Le droit de l’Union ne s’oppose pas non plus à l’application de régimes spéciaux de responsabilité lorsqu’ils sont limités à un secteur déterminé de production ou que le dommage n’entre pas dans le champ d’application de la directive. En droit interne, la responsabilité du constructeur prime sur le régime issu de la directive 85/374 en application de l’article 1245-5 (ancien art. 1386-6) du Code civil en vertu duquel ne sont pas considérées comme “producteurs (...) les personnes dont la responsabilité peut être recherchée sur le fondement des articles 1792 à 1792-6 et 1646-1”. La responsabilité du fait des produit défectueux demeure toutefois applicable aux matériels défectueux, non qualifiés d’éléments pouvant entraîner la responsabilité solidaire (EPERS) au sens de l’article 1792-4 du Code civil, qui institue au profit du maître de l’ouvrage une responsabilité solidaire du fabricant ou de l’importateur d’éléments préfabriqués.

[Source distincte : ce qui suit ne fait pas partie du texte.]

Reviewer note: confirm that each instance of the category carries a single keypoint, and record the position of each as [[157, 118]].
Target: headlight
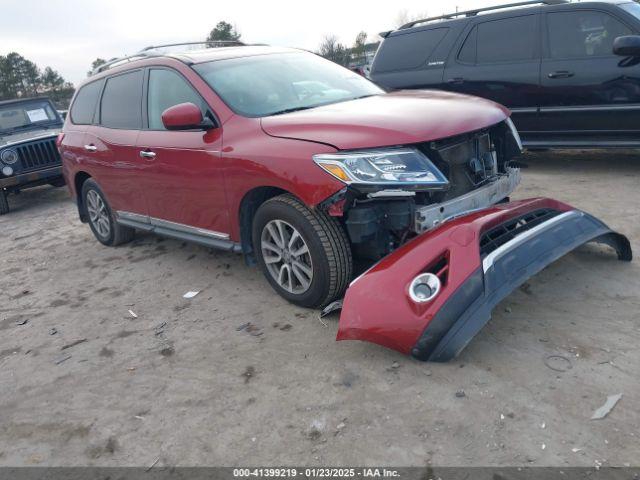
[[514, 132], [9, 157], [397, 166]]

De même, la loi du 5 juillet 1985 tendant à l’amélioration de la situation des victimes d’accidents de la circulation et à l’accélération des procédures d’indemnisation, bien que seule applicable pour statuer sur la responsabilité d’un véhicule impliqué dans un accident de la circulation, ne fait pas obstacle à la recherche de la responsabilité d’un tiers non conducteur, tel le fabricant du véhicule, sur le fondement de la responsabilité du fait des produits défectueux. A contrario, l’implication d’un véhicule au sens de la loi de 1985 ne saurait engager de facto la responsabilité du fabricant au titre de la responsabilité du fait des produits défectueux.

Enfin, en matière de responsabilité médicale, chaque fois qu’un produit de santé présentant un défaut cause un dommage, la victime peut engager la responsabilité du professionnel de santé sur le fondement de l’article L. 1142-1, I, alinéa 1, du Code de la santé publique. Il existe deux grandes catégories de produits de santé : - les produits pharmaceutiques, qui comprennent notamment les médicaments, les produits cosmétiques, etc. ; - les dispositifs médicaux et les dispositifs médicaux de diagnostic in vitro et autres produits et objets réglementés dans l’intérêt de la santé publique ; lorsque le défaut résulte d’un défaut d’un produit autre qu’un produit de santé, par exemple d’un implant, les articles 1245 et suivants du Code civil s’appliquent.